This study proposes a hybrid deep-learning-metaheuristic framework with a bi-level architecture for road network design problems (NDPs). We train a graph neural network (GNN) to approximate the solution of the user equilibrium (UE) traffic assignment problem, and use inferences made by the trained model to calculate fitness function evaluations of a genetic algorithm (GA) to approximate solutions for NDPs. Using two NDP variants and an exact solver as benchmark, we show that our proposed framework can provide solutions within 5% gap of the global optimum results given less than 1% of the time required for finding the optimal results. Our framework can be utilized within an expert system for infrastructure planning to intelligently determine the best infrastructure management decisions. Given the flexibility of the framework, it can easily be adapted to many other decision problems that can be modeled as bi-level problems on graphs. Moreover, we observe many interesting future directions, thus we propose a brief research agenda for this topic. The key observation inspiring influential future research was that fitness function evaluation time using the inferences made by the GNN model for the genetic algorithm was in the order of milliseconds, which points to an opportunity and a need for novel heuristics that 1) can cope well with noisy fitness function values provided by neural networks, and 2) can use the significantly higher computation time provided to them to explore the search space effectively (rather than efficiently). This opens a new avenue for a modern class of metaheuristics that are crafted for use with AI-powered predictors.

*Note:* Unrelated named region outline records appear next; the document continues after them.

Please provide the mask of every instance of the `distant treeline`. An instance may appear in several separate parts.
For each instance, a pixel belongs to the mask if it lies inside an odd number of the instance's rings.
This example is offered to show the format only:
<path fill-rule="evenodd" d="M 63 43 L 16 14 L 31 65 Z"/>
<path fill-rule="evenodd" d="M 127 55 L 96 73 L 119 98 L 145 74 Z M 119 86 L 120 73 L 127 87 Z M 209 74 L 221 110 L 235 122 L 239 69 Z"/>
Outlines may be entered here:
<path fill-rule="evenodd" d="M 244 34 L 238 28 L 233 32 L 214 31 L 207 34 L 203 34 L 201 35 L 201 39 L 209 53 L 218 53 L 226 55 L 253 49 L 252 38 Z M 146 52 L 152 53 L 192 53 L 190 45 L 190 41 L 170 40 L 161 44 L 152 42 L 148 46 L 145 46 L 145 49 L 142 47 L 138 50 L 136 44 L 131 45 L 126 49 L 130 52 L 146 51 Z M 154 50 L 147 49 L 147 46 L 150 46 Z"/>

翻译：本研究提出了一种具有双层架构的混合深度学习-元启发式框架，用于解决道路网络设计问题（NDPs）。我们训练了一个图神经网络（GNN）来近似求解用户均衡（UE）交通分配问题，并利用该训练模型的推理结果计算遗传算法（GA）的适应度函数评估，从而近似求解NDPs。以两种NDP变体及一个精确求解器作为基准，我们证明所提出的框架能够在少于寻找最优结果所需时间1%的条件下，提供与全局最优结果差距在5%以内的解。该框架可应用于基础设施规划的专家系统中，智能地确定最佳基础设施管理决策。鉴于框架的灵活性，它可轻松适配许多其他可建模为图上的双层问题的决策问题。此外，我们观察到许多有趣的未来研究方向，因此提出了该主题的简要研究议程。其中关键观察是，使用GNN模型为遗传算法推理得到的适应度函数评估时间仅为毫秒量级，这催生了具有影响力的未来研究，并指出了两个新方向：1）开发能妥善处理神经网络提供的含噪适应度函数值的启发式算法；2）利用显著增加的计算时间进行搜索空间的有效（而非高效）探索。这为面向人工智能驱动的预测器而设计的新型元启发式方法开辟了新道路。